Vejo um tempo suspenso sobre flores. Alguma coisa que se sobrepõe e, ao
mesmo tempo, tende a despencar. Algo que se mostra estável e sustenta-se no
vácuo como uma iminência, desculpe-me a redundância (ou o paradoxo),
insustentável. Há páginas e páginas de textos, palavras enfileiradas num
desacordo sem fim, muita dissimulação, muitos gestos estudados e realizados com
o maior rigor, tratados infindos.
Angorás alados em voos rasantes sobre os gravatás. Tantos sonos
profundos pesam sobre seus pelos evanescentes, penugens de sol, virgens,
dilacerantes.
O que se apresenta através das coisas como uma materialidade atemporal
não tem face definida, mas tem corpo, o corpo escalavrado, recém-saído do
emaranhado da vida. O caráter transitório de cada uma dessas esfinges amplia o
existir da experiência do seu corpo, mas não goza do tempo de sua vitória,
não participa do seu futuro. O equívoco de se constituir singularidades
sustenta a farsa da festa e alimenta os conflitos em torno do que não existe a
não ser como miragem.
Contam-se os dias no aguardo de uma data qualquer: aniversário, dia de
pagamento, o dia em que alguém deve chegar, um evento que se deve realizar etc.

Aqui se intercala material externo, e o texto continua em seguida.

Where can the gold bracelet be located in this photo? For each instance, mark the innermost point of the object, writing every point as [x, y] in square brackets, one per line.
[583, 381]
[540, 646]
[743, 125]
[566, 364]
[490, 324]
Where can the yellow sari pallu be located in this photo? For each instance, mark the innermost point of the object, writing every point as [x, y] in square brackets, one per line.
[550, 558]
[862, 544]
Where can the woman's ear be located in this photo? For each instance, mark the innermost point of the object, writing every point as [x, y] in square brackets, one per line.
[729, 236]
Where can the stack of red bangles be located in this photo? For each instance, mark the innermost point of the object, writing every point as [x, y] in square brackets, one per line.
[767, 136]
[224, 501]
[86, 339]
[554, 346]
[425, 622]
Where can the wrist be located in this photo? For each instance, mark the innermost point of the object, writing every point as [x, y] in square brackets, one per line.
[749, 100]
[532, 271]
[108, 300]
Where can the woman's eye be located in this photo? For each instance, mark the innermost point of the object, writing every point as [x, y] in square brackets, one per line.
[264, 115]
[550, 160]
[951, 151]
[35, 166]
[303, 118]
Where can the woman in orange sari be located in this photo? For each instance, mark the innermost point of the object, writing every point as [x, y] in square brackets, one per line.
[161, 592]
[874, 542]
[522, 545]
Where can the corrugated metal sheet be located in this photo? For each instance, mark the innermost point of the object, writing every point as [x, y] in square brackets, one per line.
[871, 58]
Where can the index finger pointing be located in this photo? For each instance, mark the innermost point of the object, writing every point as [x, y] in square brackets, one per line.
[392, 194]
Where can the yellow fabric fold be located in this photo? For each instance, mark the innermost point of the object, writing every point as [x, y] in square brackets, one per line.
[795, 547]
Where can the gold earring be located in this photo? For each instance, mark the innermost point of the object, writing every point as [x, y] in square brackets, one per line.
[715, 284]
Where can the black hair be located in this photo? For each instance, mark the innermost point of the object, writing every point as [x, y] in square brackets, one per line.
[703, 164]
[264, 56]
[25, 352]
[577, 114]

Esperam-se e deparam-se com todos os sentimentos e cargas emocionais que o
esperar traz, as ranhuras do tempo sobre a pele.
Os espasmos do corpo retesado em delírios de amor satisfeito. O sono
seguido de sonhos, a boca seca seca ainda mais, os poros rasos exalam o odor do
suor como um dilúvio tênue e encharca os lençóis.Afora os angorás, o céu
liquefeito ampara um azul surpreendente e calmo como um estio prenunciado.
Flores ainda aguardam a brisa prometida enquanto vão-se desabrochando
preguiçosas. O perfume preenche o espaço e suas cores matizam o dia em torno do
templo. O movimento que executam reflete o avanço dos detalhes das pétalas
rompendo o vazio e tomando lugar.
Enxames revoam em redor, colibris furta-cores embicam e rascunham no ar
desenhos diversos em fios de vôos. Estancam nas acácias para, em seguida,
refazerem rapidamente novas trajetórias.
Vejo o vento velando o um tempo de amores, um tempo suspenso com antes e
as promessas que rolando sobre flores em dias e dias de esperar.